With Shin-Soo Choo now going to the Rangers, the top of the remaining free agent market shifts to pitching.
The most coveted starting pitcher on the market this year, Japanese sensation Masahiro Tanaka, may or may not be posted by the Rakuten Golden Eagles.
The possibility still exists that he may be posted prior to spring training, but the date has already passed when most of the Japanese players that have been posted and signed to major league contracts has already passed.
Since the posting system was implemented following Hideki Irabu‘s refusal to sign with the Padres (and subsequently forcing his way onto the Yankees) – ten players have been posted and eventually signed to Major League contracts. Only one player (Kazuhisa Ishii) was posted after mid-December (January 3, 2002 by the Yakult Swallows). Even if he does post at a late date, teams (like the Yankees) who were hoping to land the import are going to have to start looking at other options to add a top pitcher to their rotation. It will be on to Plan B (or Plan C if they’re hoping to trade for David Price).
Top 5 Remaining Free Agent Starting Pitchers:
Ubaldo Jimenez – Back in 2010, Ubaldo looked like he was about to become one of the dominant pitchers in the game. He was taming the thin air in Colorado and in the first half of the season, he went 15-1 with a 2.20 ERA in 18 starts. He came back to Earth with a 4-7 record and a 3.80 ERA in the second half. His 2011 and 2012 seasons weren’t anything spectacular by any imagination going a combined 19-30 (including a league leading 17 losses with the Indians in 2012) and saw his ERA climb to 4.68 and 5.40 over those two years. He returned back to form in 2013 for the Indians, going 13-9 with a 3.30 ERA and had a strong second half – going 6-5 with a 1.82 ERA in 13 starts down the stretch after a 4.56 ERA in the first half. He does take the ball regularly and will give whatever team signs him innings and has started at least 31 games for six consecutive seasons. If I were a GM, I’d be hesitant to tie up a lot of money and a lot of years in him. He’s a pitcher that had a great first half of 2010, a strong second half of 2013, and a lot of mediocre in between.

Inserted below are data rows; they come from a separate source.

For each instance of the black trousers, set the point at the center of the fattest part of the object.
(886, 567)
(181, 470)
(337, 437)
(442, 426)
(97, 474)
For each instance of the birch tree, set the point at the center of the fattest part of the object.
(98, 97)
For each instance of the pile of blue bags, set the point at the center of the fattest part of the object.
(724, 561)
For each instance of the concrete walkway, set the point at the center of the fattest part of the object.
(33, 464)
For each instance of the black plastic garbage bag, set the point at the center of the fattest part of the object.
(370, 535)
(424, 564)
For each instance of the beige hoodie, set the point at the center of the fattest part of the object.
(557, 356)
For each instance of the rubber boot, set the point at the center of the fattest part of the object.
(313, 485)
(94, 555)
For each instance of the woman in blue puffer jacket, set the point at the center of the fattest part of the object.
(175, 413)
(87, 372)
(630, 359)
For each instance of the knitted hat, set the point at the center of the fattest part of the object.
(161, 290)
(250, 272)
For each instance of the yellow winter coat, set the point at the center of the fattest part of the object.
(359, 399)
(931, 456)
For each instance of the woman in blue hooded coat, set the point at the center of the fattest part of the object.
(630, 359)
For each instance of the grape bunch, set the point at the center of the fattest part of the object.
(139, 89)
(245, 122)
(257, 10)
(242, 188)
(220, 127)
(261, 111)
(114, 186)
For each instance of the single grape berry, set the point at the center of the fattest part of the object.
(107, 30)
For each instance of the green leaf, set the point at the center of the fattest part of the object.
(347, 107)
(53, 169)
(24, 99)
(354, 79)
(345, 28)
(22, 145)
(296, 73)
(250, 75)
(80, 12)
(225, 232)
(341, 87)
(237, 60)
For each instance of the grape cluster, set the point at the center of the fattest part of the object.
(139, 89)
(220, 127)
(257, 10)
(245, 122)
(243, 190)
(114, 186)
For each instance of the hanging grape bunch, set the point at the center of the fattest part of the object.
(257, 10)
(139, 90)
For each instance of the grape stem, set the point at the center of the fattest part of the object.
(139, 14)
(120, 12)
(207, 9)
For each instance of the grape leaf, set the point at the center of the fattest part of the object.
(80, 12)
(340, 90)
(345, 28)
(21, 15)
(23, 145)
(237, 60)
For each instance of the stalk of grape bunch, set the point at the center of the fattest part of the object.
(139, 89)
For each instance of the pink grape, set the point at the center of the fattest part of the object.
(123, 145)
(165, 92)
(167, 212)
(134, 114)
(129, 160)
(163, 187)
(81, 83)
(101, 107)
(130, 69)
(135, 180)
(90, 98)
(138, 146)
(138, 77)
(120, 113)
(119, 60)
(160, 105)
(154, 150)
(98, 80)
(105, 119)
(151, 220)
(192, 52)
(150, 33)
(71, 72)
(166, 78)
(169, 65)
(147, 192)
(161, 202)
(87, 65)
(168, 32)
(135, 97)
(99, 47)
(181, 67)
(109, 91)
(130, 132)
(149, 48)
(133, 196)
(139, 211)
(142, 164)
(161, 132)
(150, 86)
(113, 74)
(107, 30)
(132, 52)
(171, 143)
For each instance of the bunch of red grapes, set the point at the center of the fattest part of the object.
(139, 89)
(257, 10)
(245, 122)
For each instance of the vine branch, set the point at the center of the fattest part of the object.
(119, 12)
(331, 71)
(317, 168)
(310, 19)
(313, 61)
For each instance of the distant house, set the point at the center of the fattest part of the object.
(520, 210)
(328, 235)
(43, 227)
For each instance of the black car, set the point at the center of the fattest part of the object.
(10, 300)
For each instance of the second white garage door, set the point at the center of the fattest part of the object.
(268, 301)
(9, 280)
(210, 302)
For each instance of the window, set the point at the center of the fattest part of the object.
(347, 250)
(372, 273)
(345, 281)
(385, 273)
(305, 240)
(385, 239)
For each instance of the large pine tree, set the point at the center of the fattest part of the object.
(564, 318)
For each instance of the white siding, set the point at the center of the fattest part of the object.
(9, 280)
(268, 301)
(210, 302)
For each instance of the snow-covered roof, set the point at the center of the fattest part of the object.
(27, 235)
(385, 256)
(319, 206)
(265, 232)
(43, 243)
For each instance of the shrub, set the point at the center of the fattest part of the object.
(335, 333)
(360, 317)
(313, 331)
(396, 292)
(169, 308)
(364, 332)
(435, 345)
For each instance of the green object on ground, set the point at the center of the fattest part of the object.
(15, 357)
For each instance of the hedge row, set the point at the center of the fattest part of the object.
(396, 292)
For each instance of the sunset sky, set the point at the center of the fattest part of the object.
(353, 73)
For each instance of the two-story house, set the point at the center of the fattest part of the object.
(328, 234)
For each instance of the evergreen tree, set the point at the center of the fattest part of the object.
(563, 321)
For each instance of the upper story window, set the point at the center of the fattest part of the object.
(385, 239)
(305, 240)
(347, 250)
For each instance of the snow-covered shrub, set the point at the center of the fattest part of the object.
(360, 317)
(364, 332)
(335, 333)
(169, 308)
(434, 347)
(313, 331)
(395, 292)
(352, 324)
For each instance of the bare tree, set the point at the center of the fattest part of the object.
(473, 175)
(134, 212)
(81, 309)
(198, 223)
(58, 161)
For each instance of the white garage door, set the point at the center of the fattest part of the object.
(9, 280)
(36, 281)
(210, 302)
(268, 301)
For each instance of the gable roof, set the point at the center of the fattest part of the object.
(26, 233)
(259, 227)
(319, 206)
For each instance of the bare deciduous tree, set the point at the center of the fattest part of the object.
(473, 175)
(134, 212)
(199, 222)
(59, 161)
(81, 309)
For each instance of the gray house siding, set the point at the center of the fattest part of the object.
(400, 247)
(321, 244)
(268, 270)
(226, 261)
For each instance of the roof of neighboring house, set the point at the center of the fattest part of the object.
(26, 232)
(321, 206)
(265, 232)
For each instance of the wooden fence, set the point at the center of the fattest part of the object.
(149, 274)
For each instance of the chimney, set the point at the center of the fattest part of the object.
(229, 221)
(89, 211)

Ervin Santana – Ervin will take the ball. He’s started at least 30 games for the last four seasons and at least 23 games in all of his 9 MLB seasons. While he only had a 9-10 record last year, he posted a career low 3.24 ERA in 211 innings. He’s posted a sub-4 ERA 3 of the last 4 years while pitching over 200 innings those same three years. He was solid both at home and on the road as well as in the first and second half of 2013. Aside from his terrible 2012 season, his splits were also relatively consistent in 2010 and 2011. I wouldn’t go anywhere near the 5 years and $100 million he was reportedly asking, for he’s nowhere near a $20 million per year pitcher – but the back of his baseball card suggests that he’ll take the ball, give you innings, and more than likely will give you a solid outing.
Matt Garza – Every time I think of Matt Garza, I think of him spitting. Because he does it. A lot. That aside, we’re looking at a pitcher that’s made just 24 and 18 starts the last two seasons after a stress fracture in his elbow that cost him the end of 2012 and a lat strain that cost him the beginning of 2013. These injuries aside, he’s posted a sub-4 ERA for 7 straight seasons. 2014 will be his age 30 season. He may be a career .500 pitcher, but he can be a solid addition and a winning pitcher on a good team.
A.J. Burnett – A.J. is going into his age 37 season, but once he got out of New York, he’s proved he can still pitch – posting ERA’s of 3.30 and 3.51 in 2013 and 2012. He’s started at least 30 games each of the last 6 seasons and has had an ERA of 4.07 or lower in 8 of the last 10 seasons (the only exception being his last two years with the Yankees). A.J. should probably look to stay in the National League and in a smaller market. As long as he’s not in the Bright Lights, Big City – he should still be able to put up Big Numbers, Big Results for the right team next year.
Bronson Arroyo – Bronson is also entering his age 37 season and he also takes the ball. He’s made no fewer than 29 starts the last 10 years and since 2005, the only time he failed to reach 200 innings was in 2011 where he threw 199 innings. He’s also posted an ERA between 3.74 and 3.88 in 4 of the last 5 seasons. He should still be able to repeat over the next year or two.